Tuning out what most people say can be a full-time job, but most days it’s easy if only because they don’t actually say anything anyway. I’ve talked with you about “I know, right?” and “It is what it is.” I’ve been noticing for about a year now that many people, mostly millennials, apparently find it impossible to make any kind of statement without beginning it with, “I feel like….” Which is unfortunate for them if they are talking to me simply because I don’t give a rat’s about how anyone feels about anything…I want to know what they think.
But even if I’m fortunate enough to find people who aren’t guilty of the linguistic atrocities cited supra, they still seem to reflexively spout platitudes at any opportunity, often so enthusiastically that it seems as if they have just been waiting for the opportunity to repeat some meaningless saying, because, I suppose, they think it makes them sound wiser than they actually are. I don’t know. What I do know is that most of these platitudes are patently ridiculous. One example that I hear two or three times a day is “Everything happens for a reason.” Horseshit. Utter nonsense. Try feeding that pablum to a mother who has suffered a second-trimester miscarriage, or a father whose baby is born severely deformed, or with extreme brain defects. Thinking ANYTHING happens for some divinely ordained reason is complete twaddle espoused by average humans who cannot deal with the brutal truths of chaos and random chance, which is the real reason most things happen.
There are, however, some platitudes that have managed to hold up well, largely because they actually are true. Here is my personal favorite:
It is easier to ask for forgiveness than permission: I’m admittedly quite Machiavellian, so my personality and philosophy would of course embrace this idea. But it is true: asking someone permission automatically involves them in whatever it is that’s being discussed. If someone gives you permission to do something, they are tacitly endorsing it. And they are thus partially (and usually significantly) culpable it the idea doesn’t work out and the shit hits the jet engine. Asking forgiveness automatically declares that the person being asked not only had no involvement with whatever happened, but they would have likely responded negatively had their permission been solicited. Finding oneself completely immune to prosecution, consciously or otherwise, makes people in good moods, and makes them much more likely to accept an apology and forgive transgression.

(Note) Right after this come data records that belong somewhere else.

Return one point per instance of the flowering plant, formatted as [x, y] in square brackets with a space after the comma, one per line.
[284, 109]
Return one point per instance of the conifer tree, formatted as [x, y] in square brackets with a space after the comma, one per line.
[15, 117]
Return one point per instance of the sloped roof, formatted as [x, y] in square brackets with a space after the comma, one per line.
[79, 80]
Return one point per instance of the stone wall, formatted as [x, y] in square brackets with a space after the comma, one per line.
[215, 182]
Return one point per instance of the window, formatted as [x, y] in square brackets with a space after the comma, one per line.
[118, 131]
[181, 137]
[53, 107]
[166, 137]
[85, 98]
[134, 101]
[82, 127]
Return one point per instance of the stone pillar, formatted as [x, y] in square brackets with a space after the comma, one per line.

A sort of corollary to the above is: It’s better to regret something you have done than something you haven’t done. It’s similar to that forgiveness/permission business, but significantly different mostly in that this one is self-directed, the other has to do with dealing with others. But it is just as true: we all know, fundamentally, as mortals, that not only do we have one shot at this life, but that the opportunities that arise during this life will not arise again. Because of that, we understand that while there are many opportunities that not only must we pass up but would be wise to completely avoid, most of the situations we’re going to stumble upon during our furloughs on this particular plane will be rather murky on the old good/bad scale. And we’re only human, and here we are facing situations almost daily where we are given maybe a matter of seconds to decide to do something or not, and if we choose to not, accept that we will likely never have that particular opportunity again. So if you took a chance on an uncertain situation and it didn’t pay off, you’ll likely find people fairly forgiving when it comes to being judged. Because we all know that it will really suck to find ourselves at the end of our days, horizontal with a tube in our nose (or worse), and thinking about something (or a bunch of somethings) that we really, really regret not doing. Because that’s what people think about in that moment: what they didn’t do. I’ve never heard of anyone spending much of their dying time fretting over all of the awful things they did, but rather, all of the things they didn’t do, of all of the time wasted…oh yes. Don’t let too many opportunities pass you by. Just saying.